The June 25, 2005 edition of the Philippine Daily Inquirer includes a review of The Beekeeper.
You can read this review at news.inq7.net or below:
Allegory and abstraction in Tori Amos' 'The Beekeeper'
By Noelani Torre
EVER since the release of her brilliant debut, "Little Earthquakes," back in 1992, Tori Amos has been widely acknowledged as one of the most talented musicians on the scene. She's lived up to the hype for more than a decade, and has released consistently solid albums.
What do you do when you find yourself in the enviable position of being a much-lauded artist? Come up with an autobiography, of course-and while you're at it, why not a new album as well?

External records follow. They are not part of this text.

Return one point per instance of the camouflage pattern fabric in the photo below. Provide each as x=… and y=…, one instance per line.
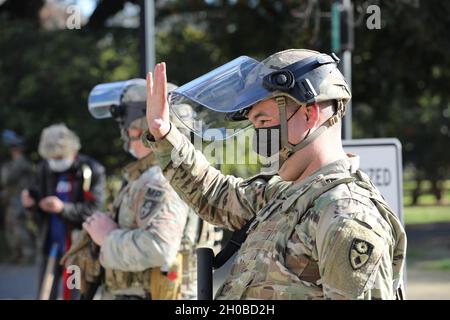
x=19, y=227
x=152, y=219
x=331, y=236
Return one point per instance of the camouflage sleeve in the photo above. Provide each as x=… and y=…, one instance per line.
x=161, y=219
x=354, y=247
x=222, y=200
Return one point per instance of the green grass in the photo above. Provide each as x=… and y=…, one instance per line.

After all, folks have been calling you "a kind of superwoman."
Thus, while leafing through "Tori Amos: Piece by Piece" (written with rock journalist Ann Powers), we can don our headphones and listen to Amos' latest sonic musings-all 80 minutes of them-in her 19-track, ninth album, "The Beekeeper."
In typically esoteric Amos fashion, "The Beekeeper" is based on a concept that deals with beehives, the number six, and a beekeeper. We found it a bit vague, to be honest, but Amos is pretty earnest about it-as she is about even her most far-out ideas.
The songs in the album are arranged in six "gardens," though it's not the way the playlist goes. We couldn't understand the logic behind the groupings, nor the reason why they weren't followed, anyway-but then, Amos has never been known for being clear and logical. It's generally known that her middle name is "obscure," something you'll realize five minutes into "The Beekeeper."
Most of the time, we enjoy delving into the layered depths of Amos' songs, but she sometimes tends to get carried away. In this album, there are moments when she ventures out into the outer reaches of abstraction, and leaves us in her symbolic allegorical dust. Then again, there are also moments when it seems as though she's that ultra-familiar, little voice in your head that tells you about things you've forgotten.
The problem with "The Beekeeper" is that it isn't consistent. Sometimes, it's good, and sometimes it's so bad that you wonder whether Amos' has lost her famed touch.
Take album opener "Parasol," for example: It's one of the best songs here, with intense emotion hiding beneath a soothing melody and the singer's deceptively airy vocals. It makes you think that the rest of the album is going to be just as good, but it seems as though every touch of brilliance here has its dull counterpart ("Ribbons Undone" is particularly cringe-worthy).
Good and bad
In any other artist, this mix of good and bad would be acceptable. But, this is Tori Amos we're talking about here! We expect more from her because, in our experience, she's always delivered-but she seems to have lost her way here. The thing is, this might not have been so bad if she'd been a little more vigorous with the pruning shears. We prefer half an hour of great music to 80 minutes of so-so tunes.